As políticas de incentivo à natalidade não podem colocar em alternativa os direitos dos trabalhadores, isto é, não é justo que os trabalhadores tenham de optar, ou por ter um filho ou pelo seu salário integral.
Por isso perguntamos: propor aos trabalhadores que prescindam de 40% do seu salário é um incentivo à natalidade? Mas quem é que pode prescindir de uma parte do seu salário e considerar isso um incentivo à natalidade?!
Sr. Presidente,
Srs. Deputados:
Só não vê quem não quer ver. A realidade concreta do País e das famílias demonstra que ter a família que se deseja não é para quem quer, é para quem pode.
A inversão da baixa natalidade não se resolve com pequenas alterações de circunstância para perpetuar a mesma política que conduziu à deterioração das condições de vida dos trabalhadores e do povo e que levou à redução da natalidade.
Não é por acaso que a última vez que se verificou um aumento significativo da natalidade, contrariando a tendência decrescente, foi após o 25 de Abril, um momento de significativa elevação das condições de vida do povo e de enorme confiança e esperança no futuro.

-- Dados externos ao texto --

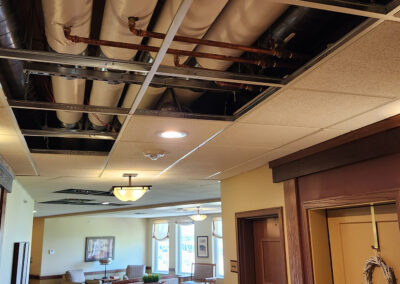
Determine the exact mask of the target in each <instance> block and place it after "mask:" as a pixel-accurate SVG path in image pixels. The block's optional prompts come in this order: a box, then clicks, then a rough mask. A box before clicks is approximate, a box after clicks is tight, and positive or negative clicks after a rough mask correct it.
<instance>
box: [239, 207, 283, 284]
mask: <svg viewBox="0 0 400 284" xmlns="http://www.w3.org/2000/svg"><path fill="white" fill-rule="evenodd" d="M275 216H276V217H277V218H278V224H279V230H280V243H281V244H282V251H283V260H284V265H285V275H284V276H285V280H286V283H287V281H288V279H287V267H286V261H287V260H286V247H285V231H284V225H283V209H282V207H274V208H266V209H260V210H251V211H245V212H236V213H235V220H236V222H235V224H236V243H237V262H238V279H239V284H247V283H255V278H254V277H255V273H254V272H253V273H251V272H250V271H246V269H245V267H244V266H243V265H241V263H244V262H245V263H246V264H247V267H252V268H254V263H253V264H252V262H254V249H253V246H252V245H253V244H252V243H249V242H248V241H247V240H248V239H253V227H252V226H253V224H252V222H251V221H252V220H256V219H260V218H268V217H275ZM250 225H251V228H250ZM241 259H242V261H241Z"/></svg>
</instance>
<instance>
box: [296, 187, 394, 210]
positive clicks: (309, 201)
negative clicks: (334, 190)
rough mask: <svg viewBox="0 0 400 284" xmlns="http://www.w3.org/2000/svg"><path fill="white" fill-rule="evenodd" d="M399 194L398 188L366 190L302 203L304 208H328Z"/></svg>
mask: <svg viewBox="0 0 400 284" xmlns="http://www.w3.org/2000/svg"><path fill="white" fill-rule="evenodd" d="M399 195H400V189H398V188H396V189H389V190H386V191H379V192H367V193H363V194H354V195H347V196H335V197H332V198H324V199H318V200H309V201H305V202H304V203H303V207H304V209H329V208H332V207H346V206H354V205H355V204H356V205H362V204H369V203H380V202H391V201H396V200H397V199H398V198H400V197H399Z"/></svg>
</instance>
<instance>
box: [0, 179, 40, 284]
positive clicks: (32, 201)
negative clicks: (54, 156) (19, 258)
mask: <svg viewBox="0 0 400 284" xmlns="http://www.w3.org/2000/svg"><path fill="white" fill-rule="evenodd" d="M33 206H34V202H33V199H32V197H31V196H30V195H29V194H28V193H27V192H26V191H25V189H24V188H23V187H22V186H21V185H20V184H19V183H18V182H17V181H14V182H13V190H12V193H8V194H7V203H6V212H5V221H4V236H3V241H2V244H0V277H1V283H10V282H11V269H12V257H13V248H14V243H15V242H31V238H32V222H33Z"/></svg>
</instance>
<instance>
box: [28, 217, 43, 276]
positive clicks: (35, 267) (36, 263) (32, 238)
mask: <svg viewBox="0 0 400 284" xmlns="http://www.w3.org/2000/svg"><path fill="white" fill-rule="evenodd" d="M43 232H44V218H34V219H33V230H32V252H31V255H32V257H31V269H30V272H29V274H32V275H40V271H41V267H42V248H43Z"/></svg>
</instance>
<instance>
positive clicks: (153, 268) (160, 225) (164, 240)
mask: <svg viewBox="0 0 400 284" xmlns="http://www.w3.org/2000/svg"><path fill="white" fill-rule="evenodd" d="M153 252H154V254H153V269H152V270H153V271H154V272H157V273H169V226H168V223H156V224H154V225H153Z"/></svg>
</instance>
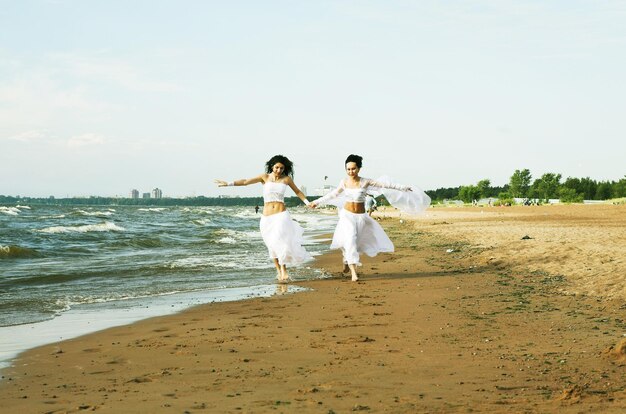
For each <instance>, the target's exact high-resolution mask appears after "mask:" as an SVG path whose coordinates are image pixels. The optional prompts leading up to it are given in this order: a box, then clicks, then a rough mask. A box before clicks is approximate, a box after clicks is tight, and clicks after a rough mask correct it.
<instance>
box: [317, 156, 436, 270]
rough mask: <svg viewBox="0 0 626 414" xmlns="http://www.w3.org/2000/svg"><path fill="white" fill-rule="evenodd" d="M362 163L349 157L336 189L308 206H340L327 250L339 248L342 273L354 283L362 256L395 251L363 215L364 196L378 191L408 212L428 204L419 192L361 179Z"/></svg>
mask: <svg viewBox="0 0 626 414" xmlns="http://www.w3.org/2000/svg"><path fill="white" fill-rule="evenodd" d="M362 163H363V157H361V156H358V155H354V154H351V155H350V156H348V158H347V159H346V162H345V167H346V173H347V175H348V176H347V177H346V178H345V179H343V180H341V182H340V183H339V186H338V187H337V188H336V189H334V190H333V191H331V192H330V193H328V194H326V195H325V196H323V197H320V198H318V199H317V200H315V201H313V202H311V203H310V204H309V207H311V208H316V207H318V206H320V205H323V204H330V203H331V202H332V203H333V204H336V205H337V206H338V207H339V209H340V210H339V221H338V222H337V227H336V228H335V233H334V234H333V241H332V243H331V245H330V248H331V249H341V251H342V253H343V263H344V273H347V272H348V271H349V272H350V273H351V275H352V281H353V282H356V281H358V280H359V276H358V273H357V270H356V269H357V266H361V263H360V260H359V255H360V254H361V253H365V254H367V255H368V256H376V255H377V254H378V253H382V252H393V251H394V247H393V243H392V242H391V240H389V237H387V234H386V233H385V231H384V230H383V228H382V227H381V226H380V224H378V222H377V221H376V220H374V219H373V218H372V217H370V216H369V215H368V214H367V213H366V211H365V199H366V195H367V194H368V193H376V192H378V190H381V193H382V194H384V195H385V197H386V198H387V199H388V200H389V202H390V203H392V205H393V204H394V203H395V202H396V201H397V204H398V206H399V207H401V208H402V209H403V210H405V211H407V212H411V213H416V212H419V211H423V210H424V209H426V207H428V205H429V204H430V198H429V197H428V196H427V195H426V194H425V193H423V192H422V191H421V190H419V189H418V191H416V193H415V194H413V190H412V188H411V187H409V186H404V185H399V184H393V183H390V182H389V181H388V180H382V179H378V180H372V179H369V178H364V177H360V176H359V171H360V169H361V166H362ZM383 189H387V190H383ZM401 193H406V194H404V195H402V194H401ZM392 200H393V202H392ZM333 201H334V202H333ZM337 201H338V202H337Z"/></svg>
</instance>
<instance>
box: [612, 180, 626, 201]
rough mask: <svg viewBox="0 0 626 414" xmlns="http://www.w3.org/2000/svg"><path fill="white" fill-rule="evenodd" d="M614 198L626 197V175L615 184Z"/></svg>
mask: <svg viewBox="0 0 626 414" xmlns="http://www.w3.org/2000/svg"><path fill="white" fill-rule="evenodd" d="M612 187H613V197H616V198H620V197H626V175H625V176H624V178H622V179H621V180H619V181H617V182H615V183H614V184H613V186H612Z"/></svg>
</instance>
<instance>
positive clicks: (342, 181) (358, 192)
mask: <svg viewBox="0 0 626 414" xmlns="http://www.w3.org/2000/svg"><path fill="white" fill-rule="evenodd" d="M409 189H410V190H411V191H408V190H409ZM367 194H371V195H372V196H374V197H378V196H379V195H381V194H382V195H384V196H385V198H386V199H387V201H389V204H391V205H392V206H394V207H395V208H397V209H398V210H400V211H402V212H404V213H407V214H420V213H423V212H424V211H425V210H426V209H427V208H428V206H430V197H429V196H428V194H426V193H425V192H424V191H422V189H421V188H419V187H418V186H413V185H411V186H405V185H400V184H395V183H393V182H392V180H391V178H389V177H388V176H386V175H384V176H382V177H379V178H378V179H376V180H371V179H369V178H361V182H360V187H359V188H355V189H350V188H346V186H345V182H344V180H341V182H340V183H339V185H338V186H337V188H335V189H334V190H333V191H331V192H330V193H328V194H326V195H325V196H323V197H320V198H318V199H317V200H315V203H316V204H317V205H324V204H330V205H334V206H336V207H337V208H340V209H341V208H343V205H344V204H345V203H346V202H348V201H353V202H357V203H360V202H364V201H365V198H366V196H367Z"/></svg>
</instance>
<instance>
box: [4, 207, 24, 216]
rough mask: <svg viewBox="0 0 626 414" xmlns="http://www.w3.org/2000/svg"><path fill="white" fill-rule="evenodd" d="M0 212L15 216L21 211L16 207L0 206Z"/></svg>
mask: <svg viewBox="0 0 626 414" xmlns="http://www.w3.org/2000/svg"><path fill="white" fill-rule="evenodd" d="M0 213H3V214H7V215H9V216H17V215H19V214H20V213H21V211H20V209H19V208H17V207H4V206H0Z"/></svg>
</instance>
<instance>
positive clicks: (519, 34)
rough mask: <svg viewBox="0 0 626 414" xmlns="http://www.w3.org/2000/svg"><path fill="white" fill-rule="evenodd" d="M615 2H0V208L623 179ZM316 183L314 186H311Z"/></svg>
mask: <svg viewBox="0 0 626 414" xmlns="http://www.w3.org/2000/svg"><path fill="white" fill-rule="evenodd" d="M624 21H626V1H610V0H609V1H600V0H599V1H577V0H572V1H527V0H519V1H512V0H511V1H509V0H476V1H454V0H452V1H409V0H406V1H400V0H380V1H373V0H369V1H368V0H361V1H356V0H352V1H349V0H345V1H343V0H337V1H326V0H316V1H306V0H301V1H298V0H285V1H275V0H264V1H201V0H197V1H191V0H171V1H169V0H168V1H166V0H149V1H148V0H146V1H143V0H134V1H126V0H125V1H118V0H107V1H95V0H93V1H87V0H0V28H1V29H0V177H1V178H0V195H13V196H16V195H21V196H32V197H47V196H51V195H52V196H55V197H67V196H70V197H72V196H89V195H102V196H128V195H129V193H130V190H131V189H137V190H139V191H140V192H149V191H151V190H152V189H153V188H155V187H158V188H160V189H162V191H163V194H164V196H169V197H186V196H201V195H204V196H217V195H222V194H226V195H239V196H257V195H260V194H261V188H260V185H254V186H249V187H237V188H232V187H227V188H218V187H216V186H215V184H214V183H213V180H214V179H223V180H227V181H230V180H234V179H240V178H249V177H254V176H257V175H259V174H261V173H262V172H264V166H265V162H266V161H267V160H269V159H270V158H271V157H272V156H273V155H276V154H282V155H285V156H287V157H289V158H290V159H291V160H292V161H293V162H294V164H295V177H294V178H295V182H296V184H297V185H298V186H301V187H302V186H304V187H305V188H306V192H307V193H308V194H310V195H313V194H314V192H315V188H318V187H320V186H321V185H323V184H333V185H335V184H337V183H338V182H339V180H340V179H341V178H343V177H344V176H345V170H344V160H345V159H346V157H347V156H348V155H349V154H352V153H354V154H359V155H361V156H363V159H364V160H363V168H362V170H361V175H362V176H365V177H371V178H376V177H378V176H380V175H387V176H390V177H392V179H393V180H394V181H395V182H397V183H401V184H406V185H414V186H418V187H421V188H422V189H425V190H429V189H436V188H439V187H456V186H459V185H470V184H475V183H476V182H478V181H479V180H482V179H490V180H491V183H492V185H503V184H506V183H508V181H509V178H510V176H511V175H512V173H513V172H514V171H515V170H516V169H523V168H528V169H529V170H530V171H531V173H532V175H533V178H538V177H540V176H541V175H542V174H544V173H547V172H554V173H560V174H562V175H563V177H564V178H566V177H570V176H571V177H591V178H593V179H596V180H618V179H620V178H622V177H624V174H626V167H625V166H626V161H625V160H626V133H625V132H626V117H625V116H624V114H625V113H626V98H625V97H626V82H625V81H624V79H625V78H624V76H625V75H624V74H625V73H626V52H625V51H626V25H624ZM325 177H327V178H325Z"/></svg>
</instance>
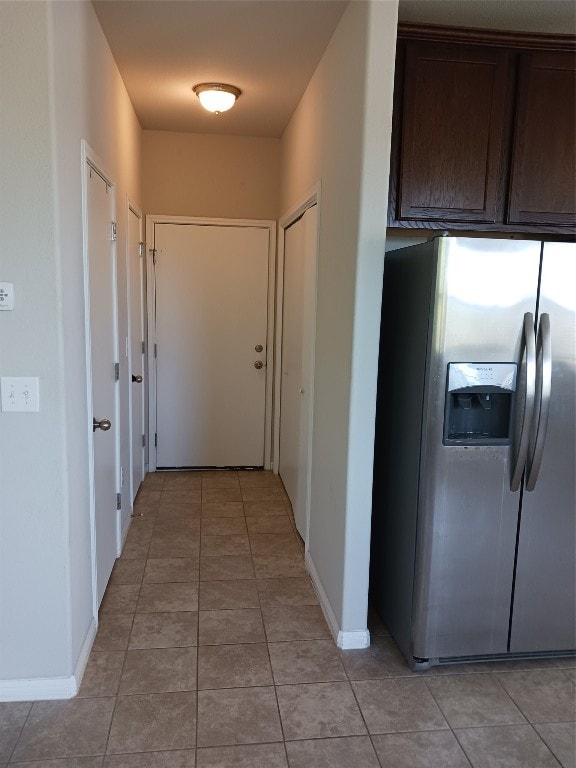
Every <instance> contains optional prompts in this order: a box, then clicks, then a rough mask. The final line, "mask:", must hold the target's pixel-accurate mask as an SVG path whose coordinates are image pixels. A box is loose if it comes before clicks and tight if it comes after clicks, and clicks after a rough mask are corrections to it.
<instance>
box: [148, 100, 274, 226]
mask: <svg viewBox="0 0 576 768" xmlns="http://www.w3.org/2000/svg"><path fill="white" fill-rule="evenodd" d="M225 118H226V116H225V115H222V116H220V119H225ZM216 119H219V118H216ZM142 169H143V170H142V194H143V200H144V208H145V211H146V213H148V214H165V215H169V216H205V217H207V218H231V219H277V218H278V202H279V194H280V139H269V138H257V137H254V138H253V137H250V136H221V135H216V134H210V135H208V134H201V133H172V132H168V131H144V133H143V144H142Z"/></svg>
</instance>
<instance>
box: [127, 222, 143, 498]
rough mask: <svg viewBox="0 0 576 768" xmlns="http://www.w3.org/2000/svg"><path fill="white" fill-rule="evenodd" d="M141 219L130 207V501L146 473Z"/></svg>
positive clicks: (142, 293)
mask: <svg viewBox="0 0 576 768" xmlns="http://www.w3.org/2000/svg"><path fill="white" fill-rule="evenodd" d="M141 242H142V216H141V215H140V214H139V213H138V212H136V211H134V210H133V209H132V208H131V207H129V208H128V291H129V302H130V303H129V322H130V336H129V345H130V348H129V359H130V364H129V374H128V375H129V377H130V435H131V447H130V463H131V472H130V479H131V493H132V496H131V499H132V501H134V499H135V498H136V494H137V493H138V488H139V487H140V483H141V482H142V480H143V479H144V472H145V448H144V434H145V421H144V419H145V411H144V391H145V390H144V347H143V345H144V253H143V252H142V251H141V248H140V245H141Z"/></svg>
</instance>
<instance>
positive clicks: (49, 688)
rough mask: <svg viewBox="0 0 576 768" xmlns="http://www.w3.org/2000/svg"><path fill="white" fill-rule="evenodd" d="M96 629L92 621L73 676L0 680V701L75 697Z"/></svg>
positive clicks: (90, 649) (79, 685)
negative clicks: (13, 679)
mask: <svg viewBox="0 0 576 768" xmlns="http://www.w3.org/2000/svg"><path fill="white" fill-rule="evenodd" d="M97 627H98V624H97V622H96V619H92V622H91V624H90V627H89V629H88V633H87V635H86V638H85V640H84V643H83V645H82V650H81V651H80V657H79V659H78V663H77V664H76V669H75V670H74V674H73V675H70V676H69V677H36V678H32V679H21V680H0V701H41V700H47V699H71V698H73V697H74V696H76V694H77V693H78V689H79V688H80V683H81V681H82V677H83V675H84V670H85V669H86V664H87V663H88V657H89V656H90V650H91V648H92V644H93V643H94V638H95V637H96V629H97Z"/></svg>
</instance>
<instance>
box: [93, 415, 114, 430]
mask: <svg viewBox="0 0 576 768" xmlns="http://www.w3.org/2000/svg"><path fill="white" fill-rule="evenodd" d="M111 426H112V422H111V421H110V419H100V420H98V419H94V418H93V419H92V432H96V430H97V429H101V430H102V432H108V430H109V429H110V427H111Z"/></svg>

Tal como há 40 anos, assegurando as condições de vida dignas, a confiança e a estabilidade no futuro, poderemos ter um futuro mais risonho e uma evolução demográfica mais positiva.
A concretização de políticas de incentivo à natalidade implica a rutura com a política de direita e a adoção de uma política alternativa, patriótica e de esquerda; uma política que concretize a maternidade e paternidade consciente, livre e responsável; que proteja as crianças e jovens e potencie o seu desenvolvimento integral, assegurando todas as condições económicas e sociais, e que garanta o emprego com direitos e seguro, possibilitando à mulher um papel ativo na sociedade, em todas as suas dimensões e, em especial, na compatibilização do plano profissional com o plano pessoal e familiar; uma política que valorize e reconheça a função social da maternidade e paternidade enquanto elemento essencial para o futuro das gerações e do País.